The Bethesda-based company said Wednesday that its profits rose to $136 million, or 43 cents per share, up from $104 million, or 30 cents per share in the same quarter last year.
“Resorts in Florida and the Caribbean and ski resorts out West were very strong,” said Laura Paugh, senior vice president of investor relations for Marriott. “The only weak part of the business was group bookings.”
Group bookings in North America were up about 4 percent, but Paugh said suburban areas such as Crystal City and Pentagon City were particularly hard hit by sequestration and pullbacks in Defense Department spending.
Marriott’s revenue grew 23 percent to $3.1 billion from $2.6 billion a year earlier.
The amount of revenue generated per available hotel room, a key industry metric, grew 5.8 percent in North America to $179.53, exceeding peak 2007 levels, according to Arne M. Sorenson, Marriott’s president and chief executive
“Our business has seen dramatic recovery in the past few years,” Sorenson said in a statement.

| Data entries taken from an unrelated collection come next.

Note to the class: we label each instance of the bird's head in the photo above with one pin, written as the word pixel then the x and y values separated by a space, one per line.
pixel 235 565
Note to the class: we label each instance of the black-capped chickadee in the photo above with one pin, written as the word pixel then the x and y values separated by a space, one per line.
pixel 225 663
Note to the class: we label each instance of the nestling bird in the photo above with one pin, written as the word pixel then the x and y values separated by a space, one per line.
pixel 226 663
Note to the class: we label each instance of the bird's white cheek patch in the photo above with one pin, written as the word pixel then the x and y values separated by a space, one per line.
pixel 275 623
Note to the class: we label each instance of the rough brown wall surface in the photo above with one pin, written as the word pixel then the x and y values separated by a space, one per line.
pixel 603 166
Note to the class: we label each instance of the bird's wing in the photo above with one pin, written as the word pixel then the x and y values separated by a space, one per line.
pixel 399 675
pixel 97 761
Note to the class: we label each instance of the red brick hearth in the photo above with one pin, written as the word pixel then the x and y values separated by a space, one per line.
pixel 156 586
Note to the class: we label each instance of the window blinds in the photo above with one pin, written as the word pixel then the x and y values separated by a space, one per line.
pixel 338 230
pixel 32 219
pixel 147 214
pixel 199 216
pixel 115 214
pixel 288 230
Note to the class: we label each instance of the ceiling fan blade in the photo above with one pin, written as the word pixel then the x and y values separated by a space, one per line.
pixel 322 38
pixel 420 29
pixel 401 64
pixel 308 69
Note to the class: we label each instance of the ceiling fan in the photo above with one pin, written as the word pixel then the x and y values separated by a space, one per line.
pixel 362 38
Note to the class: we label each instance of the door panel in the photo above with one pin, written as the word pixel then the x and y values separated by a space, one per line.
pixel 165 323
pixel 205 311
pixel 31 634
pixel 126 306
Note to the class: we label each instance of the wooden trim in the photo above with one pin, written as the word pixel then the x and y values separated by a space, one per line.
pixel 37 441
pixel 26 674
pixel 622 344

In the Washington area, revenue-per-available-room inched up about 3 percent,in large part because of the presidential inauguration.
“But after that, we’ve seen a drop-off in government business,” Pauch said.
The company opened 32 new hotels in the first quarter, including The Ritz-Carlton Abu Dhabi.
Marriott also announced Wednesday that it was raising its projections for the full year. The company now expects annual profits between $1.93 cents per share and $2.08 per share, a 3 cent increase from previous estimates.